Les kabouliennes n’ont pas Hinge
Le restaurant afghan où nous voulions aller était fermé. Wali, l’ami afghan de notre oncle Antoine avait fermé boutique ce lundi où nous avions faim.
Hasard bien fait, Paul avait en venant repéré un autre bouiboui originaire du tombeau des empires, situé entre le Jardin des Plantes et l’Institut du Monde arabe, où nous pourrions goûter la nomade et méconnue cuisine du pays des cavaliers.
Là-bas. De quoi accueillir dix personnes tout au plus. Quatre jeunes occupent une table, et un monsieur seul une autre. Un homme, pieds nus dans ses claquettes, la soixantaine, nous apporte les menus. Nous entendons une musique, peut-être en pachto ou en dari, dont le volume est très bas, et réglé au décibel près pour meubler sans jamais gêner les clients.

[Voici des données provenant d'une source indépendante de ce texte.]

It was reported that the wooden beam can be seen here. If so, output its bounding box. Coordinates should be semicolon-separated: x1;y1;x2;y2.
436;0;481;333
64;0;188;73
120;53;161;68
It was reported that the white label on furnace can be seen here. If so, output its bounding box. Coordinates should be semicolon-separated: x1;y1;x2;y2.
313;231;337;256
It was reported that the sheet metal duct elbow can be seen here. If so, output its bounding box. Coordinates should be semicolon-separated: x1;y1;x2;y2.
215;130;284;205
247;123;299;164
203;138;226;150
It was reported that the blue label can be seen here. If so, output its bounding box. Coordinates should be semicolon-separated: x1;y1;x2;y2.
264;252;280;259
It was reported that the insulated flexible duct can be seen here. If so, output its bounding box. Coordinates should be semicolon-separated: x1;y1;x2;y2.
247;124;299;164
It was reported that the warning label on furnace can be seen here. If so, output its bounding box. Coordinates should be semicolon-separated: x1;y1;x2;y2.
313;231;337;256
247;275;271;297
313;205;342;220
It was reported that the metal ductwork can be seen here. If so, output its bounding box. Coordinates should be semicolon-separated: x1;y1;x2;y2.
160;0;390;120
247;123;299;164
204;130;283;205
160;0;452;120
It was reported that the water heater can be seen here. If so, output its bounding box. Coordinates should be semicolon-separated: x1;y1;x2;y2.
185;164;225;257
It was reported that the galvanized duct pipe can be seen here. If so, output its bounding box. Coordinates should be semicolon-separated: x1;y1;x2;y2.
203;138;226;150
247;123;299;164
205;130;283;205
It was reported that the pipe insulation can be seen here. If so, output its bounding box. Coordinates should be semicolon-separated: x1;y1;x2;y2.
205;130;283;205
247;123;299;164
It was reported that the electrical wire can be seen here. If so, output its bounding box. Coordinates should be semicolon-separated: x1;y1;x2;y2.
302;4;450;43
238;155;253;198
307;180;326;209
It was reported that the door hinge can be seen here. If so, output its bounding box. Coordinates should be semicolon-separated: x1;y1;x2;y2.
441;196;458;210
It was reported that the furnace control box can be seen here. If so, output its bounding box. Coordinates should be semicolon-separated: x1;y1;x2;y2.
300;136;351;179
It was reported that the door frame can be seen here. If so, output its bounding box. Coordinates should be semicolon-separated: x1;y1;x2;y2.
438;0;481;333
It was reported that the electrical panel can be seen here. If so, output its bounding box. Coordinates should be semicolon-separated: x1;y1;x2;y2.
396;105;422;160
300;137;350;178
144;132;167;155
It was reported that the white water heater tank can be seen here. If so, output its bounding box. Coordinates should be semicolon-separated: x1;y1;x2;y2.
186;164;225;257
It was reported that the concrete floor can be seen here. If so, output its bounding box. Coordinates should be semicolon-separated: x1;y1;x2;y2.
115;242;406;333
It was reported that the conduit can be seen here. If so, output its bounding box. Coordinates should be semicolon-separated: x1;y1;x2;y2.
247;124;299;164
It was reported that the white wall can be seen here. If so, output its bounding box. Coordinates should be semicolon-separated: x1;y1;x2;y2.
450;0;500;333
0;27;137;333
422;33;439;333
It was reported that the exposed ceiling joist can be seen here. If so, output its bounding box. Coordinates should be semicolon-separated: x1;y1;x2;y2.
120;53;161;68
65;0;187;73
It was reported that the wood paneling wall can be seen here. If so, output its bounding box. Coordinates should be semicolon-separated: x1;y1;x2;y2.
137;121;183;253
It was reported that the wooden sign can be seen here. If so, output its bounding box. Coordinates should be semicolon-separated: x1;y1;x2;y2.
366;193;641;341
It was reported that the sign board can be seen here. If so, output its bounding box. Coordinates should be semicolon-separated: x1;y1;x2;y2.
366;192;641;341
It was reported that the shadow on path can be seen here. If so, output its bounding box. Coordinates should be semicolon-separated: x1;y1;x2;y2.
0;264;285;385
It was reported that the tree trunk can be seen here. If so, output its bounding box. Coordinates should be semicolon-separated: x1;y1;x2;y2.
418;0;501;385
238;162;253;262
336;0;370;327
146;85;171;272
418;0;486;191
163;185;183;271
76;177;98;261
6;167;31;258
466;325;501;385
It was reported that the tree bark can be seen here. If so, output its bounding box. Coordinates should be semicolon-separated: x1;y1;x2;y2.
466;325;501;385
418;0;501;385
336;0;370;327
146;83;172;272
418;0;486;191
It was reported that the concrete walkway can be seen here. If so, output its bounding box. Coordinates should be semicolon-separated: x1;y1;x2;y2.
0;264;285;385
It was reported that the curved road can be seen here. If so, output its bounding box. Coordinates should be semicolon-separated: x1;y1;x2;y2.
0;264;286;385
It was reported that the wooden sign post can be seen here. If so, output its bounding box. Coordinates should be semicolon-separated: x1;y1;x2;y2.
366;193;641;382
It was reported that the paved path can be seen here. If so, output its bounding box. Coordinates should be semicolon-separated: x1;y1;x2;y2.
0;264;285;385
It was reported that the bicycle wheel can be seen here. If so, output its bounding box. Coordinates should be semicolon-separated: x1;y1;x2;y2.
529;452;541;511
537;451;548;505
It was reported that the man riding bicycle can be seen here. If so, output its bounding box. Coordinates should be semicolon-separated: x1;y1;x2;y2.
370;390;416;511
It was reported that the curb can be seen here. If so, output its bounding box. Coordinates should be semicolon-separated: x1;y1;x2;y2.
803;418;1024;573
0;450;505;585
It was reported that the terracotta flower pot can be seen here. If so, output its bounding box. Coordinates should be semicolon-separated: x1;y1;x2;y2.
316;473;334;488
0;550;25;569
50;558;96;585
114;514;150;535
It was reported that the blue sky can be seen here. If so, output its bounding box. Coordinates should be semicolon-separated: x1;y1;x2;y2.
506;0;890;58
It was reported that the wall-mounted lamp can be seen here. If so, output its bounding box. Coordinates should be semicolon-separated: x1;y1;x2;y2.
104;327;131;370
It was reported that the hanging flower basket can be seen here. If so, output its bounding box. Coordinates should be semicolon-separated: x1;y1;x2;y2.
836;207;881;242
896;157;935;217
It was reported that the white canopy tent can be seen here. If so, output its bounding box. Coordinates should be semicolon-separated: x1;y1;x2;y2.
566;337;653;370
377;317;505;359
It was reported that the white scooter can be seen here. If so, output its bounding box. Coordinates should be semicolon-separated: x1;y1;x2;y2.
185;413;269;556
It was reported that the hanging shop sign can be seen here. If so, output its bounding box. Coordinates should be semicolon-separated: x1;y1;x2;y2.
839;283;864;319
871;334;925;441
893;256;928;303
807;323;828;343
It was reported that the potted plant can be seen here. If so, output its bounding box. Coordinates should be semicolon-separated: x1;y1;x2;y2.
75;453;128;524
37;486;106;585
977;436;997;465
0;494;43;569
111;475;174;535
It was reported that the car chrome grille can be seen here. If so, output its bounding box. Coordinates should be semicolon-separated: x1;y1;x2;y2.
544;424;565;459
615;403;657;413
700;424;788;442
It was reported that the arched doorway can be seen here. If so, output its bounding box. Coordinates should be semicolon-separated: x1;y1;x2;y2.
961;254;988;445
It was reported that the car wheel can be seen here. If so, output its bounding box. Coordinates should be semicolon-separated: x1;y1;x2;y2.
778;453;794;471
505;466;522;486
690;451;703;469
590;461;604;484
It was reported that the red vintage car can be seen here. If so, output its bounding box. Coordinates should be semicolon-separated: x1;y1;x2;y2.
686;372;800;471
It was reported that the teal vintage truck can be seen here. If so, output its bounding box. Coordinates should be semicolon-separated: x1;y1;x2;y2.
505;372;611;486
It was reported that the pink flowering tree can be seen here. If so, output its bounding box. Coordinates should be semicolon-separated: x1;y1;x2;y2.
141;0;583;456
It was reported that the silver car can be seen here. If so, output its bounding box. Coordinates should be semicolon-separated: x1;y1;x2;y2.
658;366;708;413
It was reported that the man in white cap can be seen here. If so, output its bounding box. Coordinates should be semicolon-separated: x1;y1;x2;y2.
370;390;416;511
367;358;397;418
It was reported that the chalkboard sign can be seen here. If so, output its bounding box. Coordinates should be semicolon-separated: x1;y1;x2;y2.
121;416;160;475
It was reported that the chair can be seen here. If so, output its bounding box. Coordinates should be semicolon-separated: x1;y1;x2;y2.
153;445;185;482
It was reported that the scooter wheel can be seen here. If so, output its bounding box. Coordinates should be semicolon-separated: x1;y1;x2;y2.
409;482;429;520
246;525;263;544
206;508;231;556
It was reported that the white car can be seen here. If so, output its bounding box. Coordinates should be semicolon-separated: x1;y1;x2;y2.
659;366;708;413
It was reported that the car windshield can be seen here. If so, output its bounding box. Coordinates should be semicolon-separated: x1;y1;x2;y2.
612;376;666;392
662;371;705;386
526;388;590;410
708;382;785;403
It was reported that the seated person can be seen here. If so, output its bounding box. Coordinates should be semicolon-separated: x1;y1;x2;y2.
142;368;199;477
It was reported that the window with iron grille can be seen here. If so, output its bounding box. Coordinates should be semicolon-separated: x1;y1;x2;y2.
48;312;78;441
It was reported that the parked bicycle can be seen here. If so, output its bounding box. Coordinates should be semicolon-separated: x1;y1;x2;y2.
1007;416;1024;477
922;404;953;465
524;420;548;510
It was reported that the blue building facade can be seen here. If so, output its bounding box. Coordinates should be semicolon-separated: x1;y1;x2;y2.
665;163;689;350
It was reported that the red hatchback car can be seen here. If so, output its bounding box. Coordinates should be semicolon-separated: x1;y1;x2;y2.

En entrée, une « salade afghane au yaourt ». Avec des dés de concombre, de la menthe, du yaourt et de la salade. Douceur inhabituelle. Au-delà du régressif. Je me suis procuré un livre sur la cuisine afghane où des photographies d’hommes armés de kalashnikovs parsèment les pages. Contraste entre les meurs de la guerre et la douceur de cette entrée, désarmante.
Paul, qui est mon cousin, et qui est un fin gourmet, entame un riz avec de la viande et des raisins et me dit qu’il n’a pas aussi bien mangé depuis très longtemps. J’entame un riz avec des boulettes de viande et une sorte de curry et avec du yaourt encore et voici qu’un moment dépassant l’ordinaire s’offre à nous.
Nous commandons du « dough », sorte de lait salé parfumé à la menthe séchée, que nous avalons à grands traits. Nous commandons tous les desserts à la carte, à savoir deux. J’ai au choix un fruit, orange ou pomme, et un « firni », un flanc blanc parfumé à la rose, à la cardamome et à la pistache. Qualifier la douceur de ce dessert de « céleste » resterait
un euphémisme. L’homme m’apporte une petite assiette sur laquelle trône une serviette blanche, sur laquelle règne une pomme entière, toute belle et toute ronde, accompagnée d’un couteau.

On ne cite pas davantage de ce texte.